DN is characterized by excessive amassing of extracellular matrix, with thickening of the glomerular and tubular basement membranes and an increased amount of mesangial matrix (19). The STZ-injected rats exhibited the main characteristics of diabetes mellitus and the changes in the DN markers in our study were similar to those previously reported (20–22). In the present study, OM was able to improve these parameters in DN rats.
Hypertension is one of the most important contributing factors to DN. Therefore, BP needs to be tightly regulated. The angiotensin-converting enzyme inhibitors are a group of drugs that are beneficial in the treatment of DN (23). The angiotensin II (Ang II) receptor blockers (ARBs) have been shown to retard the progression of nephropathy in patients with diabetes. The renoprotective effects of ARBs in rat models were previously reported (24,25). OM, one of the most potent ARBs, was demonstrated to increase plasma renin activity in rats. Therefore, the renoprotective actions demonstrated in this study may be attributed to the systemic and intrarenal blockade of the renin-angiotensin system (26). In this study, it was demonstrated that OM was able to decrease BP. It was also demonstrated that the serum glucose concentration in diabetic rats was by 3.78-fold higher compared to that in normal rats and treatment with OM significantly inhibited hyperglycemia. OM also reduced renal weight and increased body weight. The mechanism of the inhibition of hyperglycemia by OM has not been elucidated, although it may be through the blockade of RAS or the inhibition of oxidative stress.
The common characteristic in the development of DN is the decrease in the glomerular filtration rate, which may reflect serum Cr and CCr levels and lead to proteinuria. The DN rats exhibited significant increases in serum Cr, BUN and urinary protein excretion, whereas the CCr level was significantly decreased compared to that in normal rats. According to a previous study by Oktem et al(22), proteinuria is an important indicator of early-stage DN and accelerates the occurrence of tubular cell damage. Another previous study (27) reported that mALB is a sensitive and specific predictor of DN and it has been widely used as a clinical index of early-stage DN. ARBs were reported to reduce proteinuria in a number of animal models of diabetes (9,28). OM significantly inhibited the development of mALB in DN rats. The increasing levels of BUN and serum Cr may indicate progressive renal damage and the present study demonstrated that OM positively affected these parameters.

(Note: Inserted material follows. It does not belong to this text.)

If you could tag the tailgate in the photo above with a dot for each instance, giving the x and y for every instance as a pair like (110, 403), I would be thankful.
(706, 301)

It was previously demonstrated that increased oxidative stress and reactive oxygen species are involved in the pathogenesis of diabetes (29). Oxidative stress may increase the production of free oxygen radicals, promote the formation of lipid peroxidation products and reduce the level of antioxidant enzymes, such as SOD. SOD is a scavenger of free radicals and the protective effect of SOD on renal function is directly associated with its ability to alleviate oxidative stress. MDA is an end-product of lipid peroxidation and may reflect the degree of oxidation in renal tissues. OM was reported to improve endothelin-induced hypertension and oxidative stress in rats (10). According to Fujimoto et al(30), OM may inhibit superoxide production and oxidative stress, independent of its BP-lowering effect. The data in our study demonstrated that the serum SOD concentrations in diabetic rats were lower compared to those in normal rats and the levels of SOD were increased, whereas MDA levels were decreased following treatment with OM.
In conclusion, our results suggest that OM exerts a beneficial effect on DN via different pathways and it may be a potential renoprotective pharmaceutical for the treatment of DN.